NCT06938867 | Recruiting Phase 1 DMC FDA Drug

• 1 other identifier: SNIPR001-002
• Study Type: interventional
• Target: 24
• Locations: 1 country
• Sites: 8

Brief Summary

This is a Phase 1b/2a study in allogenic hematopoietic stem cell transplant patients to investigate the safety, PK, PD and preliminary efficacy of multiple oral administrations of SNIPR001 when given concomitantly with SoC levofloxacin.

Conditions

E Coli Infections; Allogenic Transplant Patients

Outcome Measures

Primary Outcomes (1)

• To assess the safety and tolerability of SNIPR001 in all patients who receive SNIPR001 or placebo in combination with standard of care (SoC) levofloxacin prophylaxis

  1. Incidence and severity of adverse events (AEs), treatment-emergent adverse events (TEAEs), and serious adverse events (SAEs), based on National Cancer Institute Common Terminology Criteria for Adverse Events Version 5 (NCI CTCAE v5.0).
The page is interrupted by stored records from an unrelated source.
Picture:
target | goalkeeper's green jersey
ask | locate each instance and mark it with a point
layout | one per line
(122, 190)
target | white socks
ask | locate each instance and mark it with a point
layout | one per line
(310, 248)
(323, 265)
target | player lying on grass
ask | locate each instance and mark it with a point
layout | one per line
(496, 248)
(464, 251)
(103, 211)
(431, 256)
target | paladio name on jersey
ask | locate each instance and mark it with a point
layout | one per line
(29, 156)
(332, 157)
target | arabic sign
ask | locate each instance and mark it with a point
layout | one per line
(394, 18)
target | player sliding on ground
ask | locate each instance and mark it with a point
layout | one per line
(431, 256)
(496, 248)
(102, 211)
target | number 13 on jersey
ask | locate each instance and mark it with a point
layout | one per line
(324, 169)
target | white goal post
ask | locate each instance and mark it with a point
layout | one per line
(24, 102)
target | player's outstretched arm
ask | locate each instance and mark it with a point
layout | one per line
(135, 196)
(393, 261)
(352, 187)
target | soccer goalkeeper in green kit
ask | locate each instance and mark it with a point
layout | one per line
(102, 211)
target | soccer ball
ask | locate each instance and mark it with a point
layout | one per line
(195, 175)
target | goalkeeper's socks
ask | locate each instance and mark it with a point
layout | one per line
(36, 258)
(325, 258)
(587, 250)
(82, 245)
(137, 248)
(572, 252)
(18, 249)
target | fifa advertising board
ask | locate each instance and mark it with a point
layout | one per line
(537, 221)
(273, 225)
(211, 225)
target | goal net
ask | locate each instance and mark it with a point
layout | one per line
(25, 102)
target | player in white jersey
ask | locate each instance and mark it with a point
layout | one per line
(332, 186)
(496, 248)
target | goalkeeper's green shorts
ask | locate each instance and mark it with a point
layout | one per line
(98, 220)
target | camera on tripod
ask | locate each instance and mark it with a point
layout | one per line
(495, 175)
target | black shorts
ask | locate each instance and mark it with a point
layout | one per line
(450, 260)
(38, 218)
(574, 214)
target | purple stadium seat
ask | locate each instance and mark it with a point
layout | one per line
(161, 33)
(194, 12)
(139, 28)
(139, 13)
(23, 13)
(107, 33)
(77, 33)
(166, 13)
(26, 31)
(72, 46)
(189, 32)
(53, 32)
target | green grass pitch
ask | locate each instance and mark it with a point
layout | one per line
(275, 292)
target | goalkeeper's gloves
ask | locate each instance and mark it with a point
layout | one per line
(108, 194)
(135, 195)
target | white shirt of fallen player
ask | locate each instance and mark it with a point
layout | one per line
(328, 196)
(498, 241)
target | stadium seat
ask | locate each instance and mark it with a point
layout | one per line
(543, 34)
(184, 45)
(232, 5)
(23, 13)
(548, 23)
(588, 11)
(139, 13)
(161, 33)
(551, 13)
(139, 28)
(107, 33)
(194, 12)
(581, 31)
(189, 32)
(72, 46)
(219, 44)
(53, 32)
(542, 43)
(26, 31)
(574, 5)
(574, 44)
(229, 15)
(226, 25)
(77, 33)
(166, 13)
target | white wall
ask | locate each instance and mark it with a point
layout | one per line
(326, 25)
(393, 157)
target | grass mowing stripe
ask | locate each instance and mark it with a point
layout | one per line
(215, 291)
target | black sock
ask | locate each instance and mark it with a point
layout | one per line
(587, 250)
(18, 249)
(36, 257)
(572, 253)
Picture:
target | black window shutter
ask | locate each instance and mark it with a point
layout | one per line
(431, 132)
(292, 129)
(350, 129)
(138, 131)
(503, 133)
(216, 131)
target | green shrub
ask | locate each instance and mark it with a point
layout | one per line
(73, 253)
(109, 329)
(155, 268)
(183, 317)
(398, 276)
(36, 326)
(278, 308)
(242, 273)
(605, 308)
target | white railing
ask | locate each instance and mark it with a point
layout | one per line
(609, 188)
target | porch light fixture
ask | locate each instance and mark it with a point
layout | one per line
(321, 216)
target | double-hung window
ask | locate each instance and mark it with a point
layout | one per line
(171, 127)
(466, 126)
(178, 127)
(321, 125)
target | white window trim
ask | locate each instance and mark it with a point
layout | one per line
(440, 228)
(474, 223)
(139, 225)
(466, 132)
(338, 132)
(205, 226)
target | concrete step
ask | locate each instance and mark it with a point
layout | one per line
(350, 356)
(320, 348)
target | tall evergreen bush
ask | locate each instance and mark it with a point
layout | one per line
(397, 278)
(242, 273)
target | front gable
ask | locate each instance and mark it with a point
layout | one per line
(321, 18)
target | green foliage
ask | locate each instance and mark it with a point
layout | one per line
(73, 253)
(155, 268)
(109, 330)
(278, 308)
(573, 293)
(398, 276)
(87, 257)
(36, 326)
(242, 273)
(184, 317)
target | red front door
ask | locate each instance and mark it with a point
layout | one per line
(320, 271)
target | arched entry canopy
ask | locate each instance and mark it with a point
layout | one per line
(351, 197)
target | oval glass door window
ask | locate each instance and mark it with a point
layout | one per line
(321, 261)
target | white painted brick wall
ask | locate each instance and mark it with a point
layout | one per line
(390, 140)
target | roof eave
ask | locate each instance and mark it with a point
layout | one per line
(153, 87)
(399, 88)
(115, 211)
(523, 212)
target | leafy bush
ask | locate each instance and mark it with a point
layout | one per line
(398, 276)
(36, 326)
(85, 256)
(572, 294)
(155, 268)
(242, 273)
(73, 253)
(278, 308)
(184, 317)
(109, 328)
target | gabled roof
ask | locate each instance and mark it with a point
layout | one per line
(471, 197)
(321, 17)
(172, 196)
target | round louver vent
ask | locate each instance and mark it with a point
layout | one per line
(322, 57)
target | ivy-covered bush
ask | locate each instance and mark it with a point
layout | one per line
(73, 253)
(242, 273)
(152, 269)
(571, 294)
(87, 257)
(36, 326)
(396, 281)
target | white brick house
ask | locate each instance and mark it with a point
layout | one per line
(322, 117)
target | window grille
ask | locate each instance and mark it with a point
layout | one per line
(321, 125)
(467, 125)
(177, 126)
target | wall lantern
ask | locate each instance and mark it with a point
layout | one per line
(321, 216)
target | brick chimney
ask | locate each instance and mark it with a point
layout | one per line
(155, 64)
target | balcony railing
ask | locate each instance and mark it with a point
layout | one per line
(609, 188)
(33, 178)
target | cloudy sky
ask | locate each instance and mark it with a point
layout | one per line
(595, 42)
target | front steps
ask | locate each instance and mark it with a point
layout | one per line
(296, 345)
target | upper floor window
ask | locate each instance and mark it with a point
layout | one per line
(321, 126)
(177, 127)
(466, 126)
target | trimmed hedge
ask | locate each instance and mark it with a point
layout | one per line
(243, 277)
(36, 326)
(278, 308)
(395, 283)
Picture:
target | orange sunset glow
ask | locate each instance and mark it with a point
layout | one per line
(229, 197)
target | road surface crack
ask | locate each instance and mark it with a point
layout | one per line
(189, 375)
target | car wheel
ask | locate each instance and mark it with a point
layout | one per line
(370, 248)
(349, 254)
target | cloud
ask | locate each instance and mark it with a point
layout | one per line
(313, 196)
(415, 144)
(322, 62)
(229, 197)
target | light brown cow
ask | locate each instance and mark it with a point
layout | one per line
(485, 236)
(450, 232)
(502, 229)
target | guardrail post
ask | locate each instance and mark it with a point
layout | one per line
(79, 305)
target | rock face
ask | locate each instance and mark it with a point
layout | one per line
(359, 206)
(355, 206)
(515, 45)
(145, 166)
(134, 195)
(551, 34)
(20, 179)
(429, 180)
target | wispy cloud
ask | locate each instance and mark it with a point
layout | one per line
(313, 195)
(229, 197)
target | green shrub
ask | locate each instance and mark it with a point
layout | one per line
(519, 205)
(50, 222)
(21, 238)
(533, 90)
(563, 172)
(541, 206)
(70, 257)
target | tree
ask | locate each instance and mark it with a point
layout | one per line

AEs involving graft versus host disease (GvHD) will be graded according to the International Bone Marrow Registry Severity Index. 2. Time to neutrophil recovery (defined as the 1st day of ANC ≥0.5x109/L for 3 consecutive days) 3. Incidence of non-relapse mortality (NRM) 4. Incidence of all-cause mortality 5. Incidence of primary graft failure and secondary graft failure 6. Incidence of acute graft versus host disease (aGvHD) 7. Incidence of Clostridioides difficile (C. difficile) diarrhea 8. Median number of days from transplant to onset of neutropenic fever

  Day 30 and 100 for endpoints 1-7 and 1-2 weeks for endpoint 8

Secondary Outcomes (5)

• To assess the pharmacodynamics (PD) of SNIPR001 in all patients who receive SNIPR001 or placebo in combination with SoC levofloxacin prophylaxis

  Baseline and last day of dosing

• To assess the pharmacodynamics (PD) of SNIPR001 in all patients who receive SNIPR001 or placebo in combination with SoC levofloxacin prophylaxis

  Day-2 to end of dosing

• To assess the pharmacodynamics (PD) of SNIPR001 in all patients who receive SNIPR001 or placebo in combination with SoC levofloxacin prophylaxis

  Day-2 to end of dosing

• To assess the pharmacokinetics (PK) of SNIPR001 in all patients who receive SNIPR001 or placebo in combination with SoC levofloxacin prophylaxis

  From first dose of randomized treatment through 7 days after last dose of randomized treatment in stool, blood and urine

• To assess the preliminary efficacy of SNIPR001 in all patients who receive SNIPR001 or placebo in combination with SoC levofloxacin prophylaxis

  From the first dose of randomized treatment through 30 days after transplant.

Study Arms (2)

SNIPR001 Active

ACTIVE COMPARATOR

12 patients on SNIPR001 (BID for up to 30 days)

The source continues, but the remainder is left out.